Little Richard (Richard Wayne Penniman) sur scène, au B B King Blues Club le 15 janvier 2007
Little Richard (Richard Wayne Penniman) sur scène, au B B King Blues Club le 15 janvier 2007 © Getty / Hiroyuki Ito

Crée par le petit Richard, un garçon pourtant immense dans l’histoire du rock’n’roll, ce tube naît dans la cuisine d’un bar où Little Richard fait la plonge. Et comme dans une cuisine, il y a rarement une batterie, le jeune Richard balance :" wop bop a loo bop a lop bom bom "… Pour imiter le son de la batterie, tout en lavant les verres.
D’ailleurs même quand il aura une vraie batterie, avec un orchestre au complet derrière lui, tout le monde s’arrêtera de jouer pour qu’il balance ce truc. A capella. Ce roulement de tambour fait avec la bouche, c’est comme tirer sur une ficelle pour démarrer un moteur. A chaque fois, ça relance la machine infernale de la chanson.
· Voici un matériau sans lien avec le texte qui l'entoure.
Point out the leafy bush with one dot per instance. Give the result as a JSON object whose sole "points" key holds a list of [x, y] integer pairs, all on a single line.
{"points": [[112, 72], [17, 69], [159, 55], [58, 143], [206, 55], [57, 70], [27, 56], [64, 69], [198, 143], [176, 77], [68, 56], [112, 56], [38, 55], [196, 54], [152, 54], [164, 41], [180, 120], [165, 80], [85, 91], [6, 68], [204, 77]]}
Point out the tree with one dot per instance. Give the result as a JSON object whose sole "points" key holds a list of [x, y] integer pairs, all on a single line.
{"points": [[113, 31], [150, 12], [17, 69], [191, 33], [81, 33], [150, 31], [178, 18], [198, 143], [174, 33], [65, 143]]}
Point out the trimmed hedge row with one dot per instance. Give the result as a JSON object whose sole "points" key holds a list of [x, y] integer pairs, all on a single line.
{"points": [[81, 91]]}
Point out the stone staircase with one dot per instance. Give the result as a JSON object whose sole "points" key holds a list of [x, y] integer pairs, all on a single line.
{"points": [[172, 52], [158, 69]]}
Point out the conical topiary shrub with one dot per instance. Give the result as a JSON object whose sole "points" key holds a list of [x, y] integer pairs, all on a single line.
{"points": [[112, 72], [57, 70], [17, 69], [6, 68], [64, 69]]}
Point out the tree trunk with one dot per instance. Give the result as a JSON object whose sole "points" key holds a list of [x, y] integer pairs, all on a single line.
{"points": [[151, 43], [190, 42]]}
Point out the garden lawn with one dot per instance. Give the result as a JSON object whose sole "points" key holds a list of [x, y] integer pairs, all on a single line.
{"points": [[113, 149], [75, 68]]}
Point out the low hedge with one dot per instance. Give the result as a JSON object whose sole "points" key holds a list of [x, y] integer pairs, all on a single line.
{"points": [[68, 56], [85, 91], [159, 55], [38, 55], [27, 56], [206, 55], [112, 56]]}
Quant à cette expression Tutti Frutti, Little Richard explique : 

« Tutti Frutti c’est venu de nulle part. Je le disais mais je ne savais pas ce que ça voulait dire."

Nous sommes en 1955, Little Richard, troisième rejeton d’une famille qui en compte douze, le p’tit Richard donc, a 23 ans. Elvis Presley, Bill Halley et Chuck Berry viennent tout juste d’allumer la mèche du rock’n’roll. Little Richard est celui qui va embraser l’affaire. Si Elvis a des restes de crooner, le p’tit Richard chante comme on crie. Avec lui, tous les signaux sont dans le rouge.

Little Richard joue du piano debout en faisant du boogie woogie à toute berzingue. Il déboule sur scène avec manières et look efféminés, une coiffure Pompadour, ultra laquée, les yeux maquillés et une fine moustache  qui a l’air tracée au crayon. Quand on le regarde, on se dit que décidément Prince lui a tout piqué. Et Little Richard de déclarer :

Si Elvis est le roi du rock’n roll, moi j’en suis la reine.

Et c’est un rockeur noir qui arrive dans une Amérique de 1955, où Rosa Parks, afro-américaine, refuse de laisser sa place dans un bus pour protester contre la discrimination raciale. Noir et homosexuel, Little Richard connaît son premier succès avec « Tutti Frutti » mais c’est la version lisse de Pat Boone qui achève d’assurer une respectabilité de la chanson auprès du public blanc. Comme Pat ne croit pas un mot de ce qu’il chante, il réussit à transformer « Tutti frutti » en chanson pour dancings.

Mais au départ, les paroles étaient encore plus subversives. Dans sa version originale, Little Richard en avait fait un hymne homosexuel, avec apologie de la sodomie. A l’écoute, dans le studio, le producteur se dit que décidément c’est pas possible. Les paroles sont réécrites, et au final il sera question d’une Sue et d’une Daisy, des filles qui savent comment s’y prendre chante-t-il.

Tutti frutti fait donc partie de ces chansons qui ont écrit les Tables de la Loi du rock’n roll, à l’instinct. Et tout le monde l’a reprise.